No. Let us suppose, for the sake of contradiction, that there was such a sigma algebra enumerated using the bijection h: n -> h(n)

Since sigma algebras, by definition, are closed under complementation and the taking of countable unions, and hence the taking of countable intersections, each of the sets j(s),

where : s is a unending sequence of 0s and 1s
and j(s) is the intersection of the sets h(s,n)
for n = 1 to infinity, where

h(s,n) = h(n) if the n-th element of the
sequence s is 1, and the complement
~h(n) otherwise

will be a member of our sigma algebra. By construction, the j(s)'s will be mutually disjoint, and every element of the sigma algebra will be a union of j(s)'s.

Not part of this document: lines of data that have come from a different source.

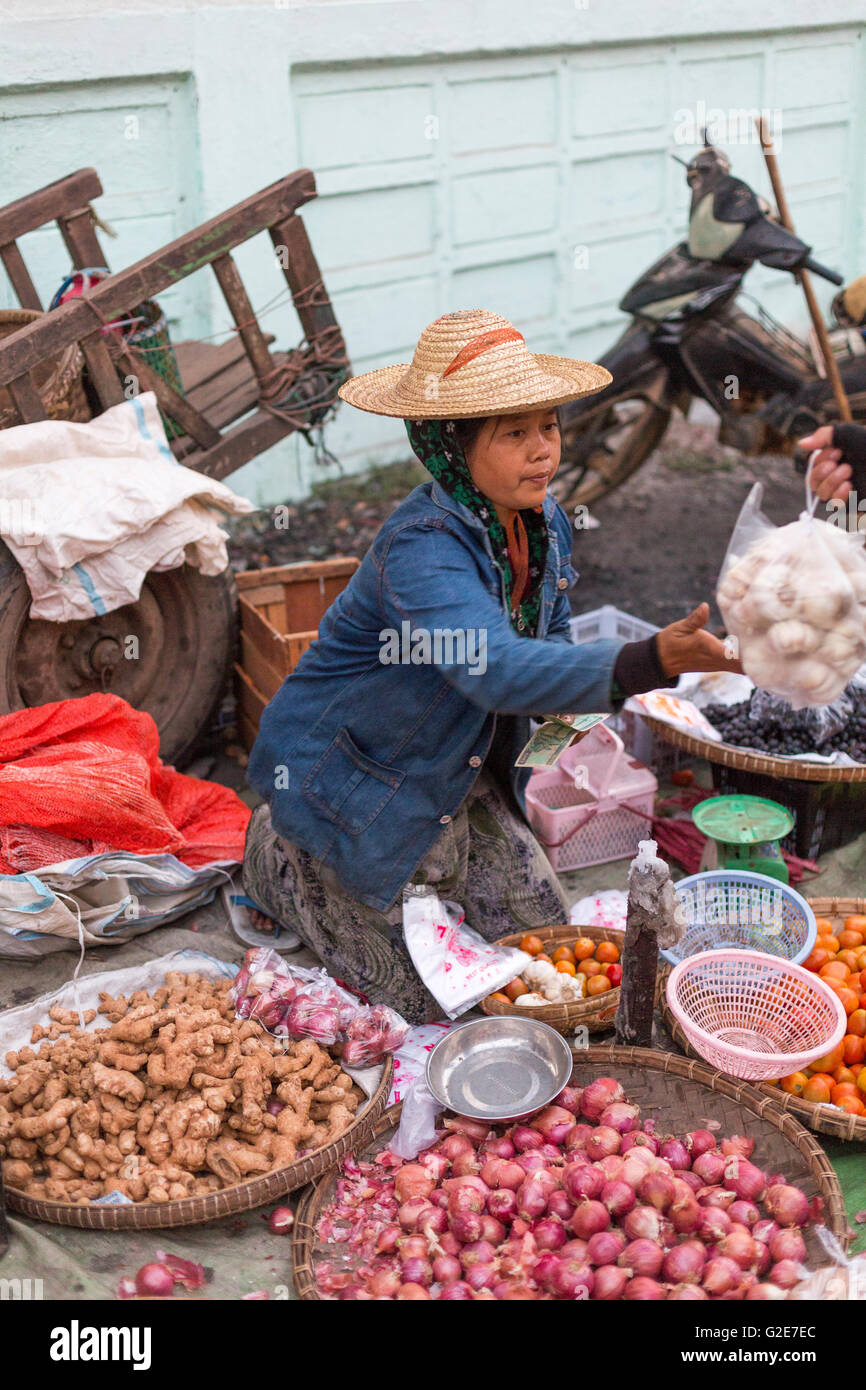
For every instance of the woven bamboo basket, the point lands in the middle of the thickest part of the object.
(681, 1096)
(595, 1015)
(731, 756)
(59, 380)
(241, 1197)
(823, 1119)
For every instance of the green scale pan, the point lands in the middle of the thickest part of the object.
(744, 833)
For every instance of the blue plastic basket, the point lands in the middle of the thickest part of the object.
(727, 911)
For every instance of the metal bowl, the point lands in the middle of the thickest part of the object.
(499, 1068)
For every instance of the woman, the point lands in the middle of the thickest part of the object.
(388, 755)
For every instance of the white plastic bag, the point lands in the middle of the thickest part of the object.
(417, 1127)
(794, 597)
(456, 965)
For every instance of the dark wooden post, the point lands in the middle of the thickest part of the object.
(655, 918)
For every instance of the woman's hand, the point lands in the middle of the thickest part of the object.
(827, 476)
(688, 647)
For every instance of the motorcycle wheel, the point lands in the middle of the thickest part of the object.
(168, 653)
(605, 445)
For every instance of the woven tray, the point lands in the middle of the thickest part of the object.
(683, 1096)
(595, 1015)
(731, 756)
(241, 1197)
(823, 1119)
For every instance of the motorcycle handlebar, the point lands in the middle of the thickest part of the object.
(822, 270)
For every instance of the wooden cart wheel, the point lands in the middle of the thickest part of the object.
(168, 653)
(605, 445)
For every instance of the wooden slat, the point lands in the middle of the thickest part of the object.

We know that infinitely many j(s)'s have to be non-null, because otherwise our sigma algebra, being the collection of the unions taken from a finite collection of sets will, itself, be finite, contrary to assumption. But if this is the case, since every infinite set includes a countably infinite subset, we can find a sequence

k1, k2, k3 , ...

where kn is the n-th j(s) enumerated in that sequence. Thus, if for any series of 0s and zeroes t, we define k(t) to be the union of the sets k(t,n), where

k(t,n) = kn if t(n) = 1
k(t,n)= the null set if t(n) = 0

We'll get a one-to-one mapping of those series into the sigma algebra. But this is impossible, because the set of all such sequences, courtesy of Cantor's diagonal argument, can be seen to be noncountable.

Answer 2

"It is easy to construct a sequence {A_n} of members of the sigma-algebra such that each A_n contains, but is not equal to, A_{n+1}. The key point is that, if A_n is a member of the sigma-algebra that contains infinitely many other members of the sigma-algebra, and B is any member (other than A_n or the empty set) contained in A, then B or A_n \ B (or both) contains
infinitely many members of the sigma-algebra. So you take A_{n+1} to be either B or A_n \ B.

Now B_n = A_n \ A_{n+1} form a sequence of mutually disjoint members of the sigma-algebra. For each set of positive integers, the union of B_n for n in the set is a member of the sigma-algebra, and these are all distinct."